En effet, alimentée principalement par les eaux du Jourdain et par les précipitations, la mer Morte, lovée au creux de la dépression de la vallée du Jourdain est en proie à un processus d’assèchement qui s’est accéléré au lendemain de la guerre de juin 1967. D’abord à la suite des changements climatiques, mais surtout comme résultat de la captation, en amont, de près d’un milliard de mètres cubes annuels sur les 1,3 milliard que le fleuve du Jourdain y déversait naguère. De fait, la mer Morte, plan d’eau le plus bas de la planète, était située alors à 392 mètres sous le niveau marin. Elle a depuis baissé à – 411 mètres. La superficie de cette mer intérieure se réduit du tiers et passe, au cours du XXe siècle, de plus de 950 km2 à 640 km2 aujourd’hui. Autrement dit, le niveau baisse d’environ 1 mètre par an.

Pour importante qu’elle soit, la captation en amont du Jourdain — dont l’eau est en partie déviée par Israël vers le lac de Tibériade et dont l’affluent principal, le Yarmouk, est abondamment utilisé par la Syrie et la Jordanie — n’est pourtant pas la seule cause de cette baisse de niveau. S’y ajoute l’activité industrielle intensive, sur ses deux rives, des usines de potasse et d’extraction de minéraux à des fins cosmétiques par des compagnies aussi bien israéliennes que jordaniennes. Cette activité accélère l’évaporation dans une région déjà très chaude (50 à 55 °C).

Le projet de canal mer Morte-mer Rouge

Une seule solution pour les intérêts jordaniens et israéliens

Devant l’ampleur de la catastrophe naturelle, le projet baptisé « Dead-Red Canal » est présenté par les gouvernements jordanien et israélien (et, à la traîne, par les officiels de l’Autorité palestinienne) comme la seule solution à l’assèchement de la mer Morte et à la pénurie d’eau en Jordanie et en Palestine. Dans cet accord, le partenaire palestinien joue un rôle subsidiaire, tant dans les négociations que dans la conception préalable et la future mise en place du projet.

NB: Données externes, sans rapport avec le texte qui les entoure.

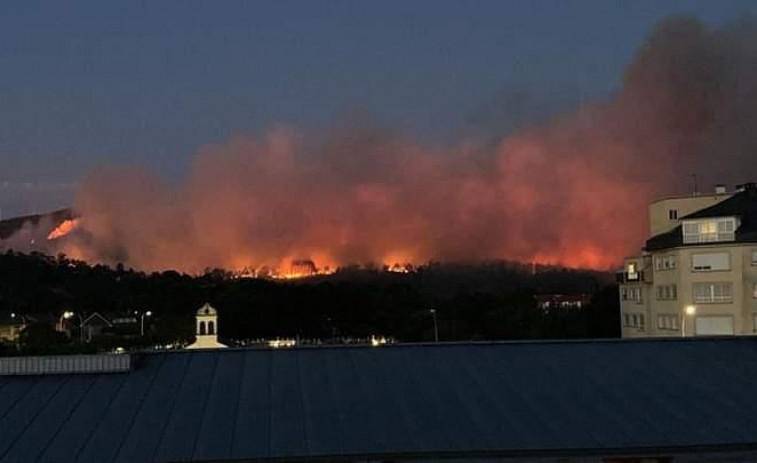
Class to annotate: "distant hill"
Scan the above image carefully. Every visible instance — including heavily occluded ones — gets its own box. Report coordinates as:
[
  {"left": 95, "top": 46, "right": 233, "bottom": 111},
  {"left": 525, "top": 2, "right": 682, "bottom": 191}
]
[{"left": 0, "top": 209, "right": 74, "bottom": 240}]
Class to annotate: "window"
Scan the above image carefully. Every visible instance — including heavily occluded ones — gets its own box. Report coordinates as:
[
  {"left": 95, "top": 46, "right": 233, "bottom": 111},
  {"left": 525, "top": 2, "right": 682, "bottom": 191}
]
[
  {"left": 696, "top": 316, "right": 733, "bottom": 336},
  {"left": 691, "top": 252, "right": 731, "bottom": 272},
  {"left": 694, "top": 283, "right": 733, "bottom": 303},
  {"left": 654, "top": 254, "right": 678, "bottom": 271},
  {"left": 623, "top": 313, "right": 644, "bottom": 330},
  {"left": 657, "top": 285, "right": 678, "bottom": 301},
  {"left": 683, "top": 217, "right": 736, "bottom": 244},
  {"left": 620, "top": 287, "right": 641, "bottom": 302},
  {"left": 657, "top": 314, "right": 679, "bottom": 331}
]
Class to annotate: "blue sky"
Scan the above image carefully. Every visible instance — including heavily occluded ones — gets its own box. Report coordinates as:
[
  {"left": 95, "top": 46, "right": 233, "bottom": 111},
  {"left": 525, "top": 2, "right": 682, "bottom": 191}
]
[{"left": 0, "top": 0, "right": 755, "bottom": 217}]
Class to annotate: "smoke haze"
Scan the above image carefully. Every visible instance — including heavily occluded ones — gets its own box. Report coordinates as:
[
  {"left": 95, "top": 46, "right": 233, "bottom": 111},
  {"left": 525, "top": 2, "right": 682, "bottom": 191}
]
[{"left": 4, "top": 18, "right": 757, "bottom": 272}]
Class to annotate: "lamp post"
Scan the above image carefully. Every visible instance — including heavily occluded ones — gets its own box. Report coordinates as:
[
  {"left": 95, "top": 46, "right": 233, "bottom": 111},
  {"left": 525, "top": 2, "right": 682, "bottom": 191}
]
[
  {"left": 681, "top": 305, "right": 697, "bottom": 338},
  {"left": 59, "top": 310, "right": 84, "bottom": 344},
  {"left": 135, "top": 310, "right": 152, "bottom": 337},
  {"left": 429, "top": 309, "right": 439, "bottom": 342}
]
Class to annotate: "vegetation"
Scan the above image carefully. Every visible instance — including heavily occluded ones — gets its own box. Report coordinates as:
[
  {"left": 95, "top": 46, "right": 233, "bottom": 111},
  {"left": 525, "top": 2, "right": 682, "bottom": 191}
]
[{"left": 0, "top": 252, "right": 619, "bottom": 352}]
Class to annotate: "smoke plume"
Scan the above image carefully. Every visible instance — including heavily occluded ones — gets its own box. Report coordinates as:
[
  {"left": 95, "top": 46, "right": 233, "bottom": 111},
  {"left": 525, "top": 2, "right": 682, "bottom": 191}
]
[{"left": 4, "top": 18, "right": 757, "bottom": 272}]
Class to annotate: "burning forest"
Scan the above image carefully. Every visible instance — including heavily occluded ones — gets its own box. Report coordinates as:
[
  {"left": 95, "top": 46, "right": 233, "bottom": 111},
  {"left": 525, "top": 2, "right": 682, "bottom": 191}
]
[{"left": 0, "top": 19, "right": 757, "bottom": 274}]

Sur le plan technique, l’accord prévoit la mise en place d’ici 2020, d’un projet en effet pharaonique2. Un canal souterrain de 200 kilomètres en territoire jordanien, reliant la mer Rouge à la mer Morte, devrait permettre le pompage de 2 milliards de m3 par an. Une moitié serait destinée à relever le niveau de la mer Morte et l’autre à la consommation, après traitement dans des usines de dessalement qui seraient à construire dans la zone autour de la ville jordanienne d’Akaba.

L’acheminement de cette eau est rendu possible par la construction de deux centrales hydroélectriques d’une capacité totale de 251 mégawatts. Dans une première étape du projet, l’eau consommable devrait alimenter la Jordanie à hauteur de 231 millions m3 ; par ailleurs, un total de 120 millions de m3 alimenterait Israël et la Palestine, à hauteur de 60 millions de m3 par an chacun. Si les volumes d’eau douce dédiés aux Palestiniens et aux Jordaniens sont destinés davantage à alimenter les populations en eau potable qu’aux besoins économiques de l’irrigation agricole, les quelque 60 millions de m3 dédiés aux Israéliens serviront au développement de la région d’Arabah3.

Catastrophe environnementale en vue

Les critiques à l’égard de ce projet n’ont pas attendu la signature des accords pour s’exprimer. Déjà, lors du sommet de Johannesburg sur le développement durable en 2002, le plan avait soulevé un tollé concernant ses conséquences environnementales. Ces critiques, balayées d’un revers de main par les Israéliens émanent pour l’essentiel d’une ONG régionale de protection de l’environnement, le FoEME, Friends of the Earth in the Middle East, qui a menacé de porter le canal devant un organisme indépendant chargé d’évaluer la neutralité des projets de la Banque mondiale.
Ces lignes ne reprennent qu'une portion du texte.